Summary. Constructing a computer model from a large set of data, typically contaminated with noise, is a central problem to fields such as computer vision, pattern recognition, data mining, system identification or time series analysis. In these areas our objective is often to capture the internal laws that govern a system with a succinct parametric representation. Despite the amount and high dimensionality of the data, the equation that relates data points is usually expressed in a compact manner. Unfortunately, nonlinearity in the system under study and the presence of noise means that conventional tools in statistics cannot be directly applied to estimate unknown system parameters.

The dissertation explores estimation methods focused on three related areas of errors-in-variables systems: fitting a nonlinear function to data where the fit is subject to constraints; fitting a union of several elementary nonlinear functions to a data set; and estimating the parameters of discrete-time dynamic systems.

Curve and surface fitting is a well-studied problem but the presence of noise and nonlinearity in the function that relates data points introduces bias and increases estimation variance, which is typically addressed with costly iterative methods. The thesis introduces non-iterative direct methods that fit data subject to constraints, with emphasis on fitting quadratic curves and surfaces, which are nevertheless close to estimates obtained by maximum likelihood methods.

Partitioning a data set into groups whose members are captured by the same relationship in an unsupervised manner is a common task in machine learning, referred to as clustering. While most approaches use a single point as a cluster representative, or cluster data into subspaces, less attention has been paid to nonlinear functions, or manifold clustering. The thesis applies constrained and unconstrained fitting and projection methods in the errors-in-variables context to construct an iterative and a non-iterative algorithm for manifold clustering, which incurs modest computational cost.

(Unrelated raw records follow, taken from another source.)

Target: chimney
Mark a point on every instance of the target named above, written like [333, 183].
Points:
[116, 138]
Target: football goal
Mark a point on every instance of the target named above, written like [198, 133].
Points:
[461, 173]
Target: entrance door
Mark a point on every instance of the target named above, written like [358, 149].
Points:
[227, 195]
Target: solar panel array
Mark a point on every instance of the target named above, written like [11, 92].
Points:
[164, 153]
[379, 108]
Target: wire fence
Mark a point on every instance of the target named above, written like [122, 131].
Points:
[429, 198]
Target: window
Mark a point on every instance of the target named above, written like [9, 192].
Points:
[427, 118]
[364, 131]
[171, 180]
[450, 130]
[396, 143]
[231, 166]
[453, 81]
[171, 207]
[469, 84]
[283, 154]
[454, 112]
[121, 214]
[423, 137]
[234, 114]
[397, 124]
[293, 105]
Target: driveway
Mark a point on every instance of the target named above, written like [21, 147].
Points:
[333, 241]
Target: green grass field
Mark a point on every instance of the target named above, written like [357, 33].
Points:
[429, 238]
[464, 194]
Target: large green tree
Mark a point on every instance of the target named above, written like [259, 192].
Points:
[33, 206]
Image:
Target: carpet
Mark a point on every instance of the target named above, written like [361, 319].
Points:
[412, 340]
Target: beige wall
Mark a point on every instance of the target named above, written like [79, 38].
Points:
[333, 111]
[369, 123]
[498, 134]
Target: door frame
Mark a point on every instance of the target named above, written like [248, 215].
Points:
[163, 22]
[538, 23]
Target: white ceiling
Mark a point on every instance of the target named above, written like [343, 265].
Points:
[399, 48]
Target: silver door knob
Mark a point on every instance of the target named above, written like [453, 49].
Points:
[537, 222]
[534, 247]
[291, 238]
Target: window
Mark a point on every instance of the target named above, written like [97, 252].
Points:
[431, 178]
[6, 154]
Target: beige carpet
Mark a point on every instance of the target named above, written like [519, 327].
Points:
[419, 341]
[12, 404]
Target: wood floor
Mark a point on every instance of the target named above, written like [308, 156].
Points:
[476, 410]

Identification of discrete-time dynamic systems is a well-understood problem but its errors-in-variables formulation, when both input and output is polluted by noise, introduces interesting challenges. Several papers discuss system identification of linear errors-in-variables systems but the estimation problem is more difficult in the nonlinear setting. The thesis combines the generalization of the Koopmans–Levin method, an approach to estimate parameters of a linear dynamic system with a scalable balance between accuracy and computational cost, with the nonlinear extension to the original Koopmans method, which gives a non-iterative approach to estimate parameters of a static system described by a polynomial function. The result is an effective system identification method for dynamic errors-in-variables systems with polynomial nonlinearities.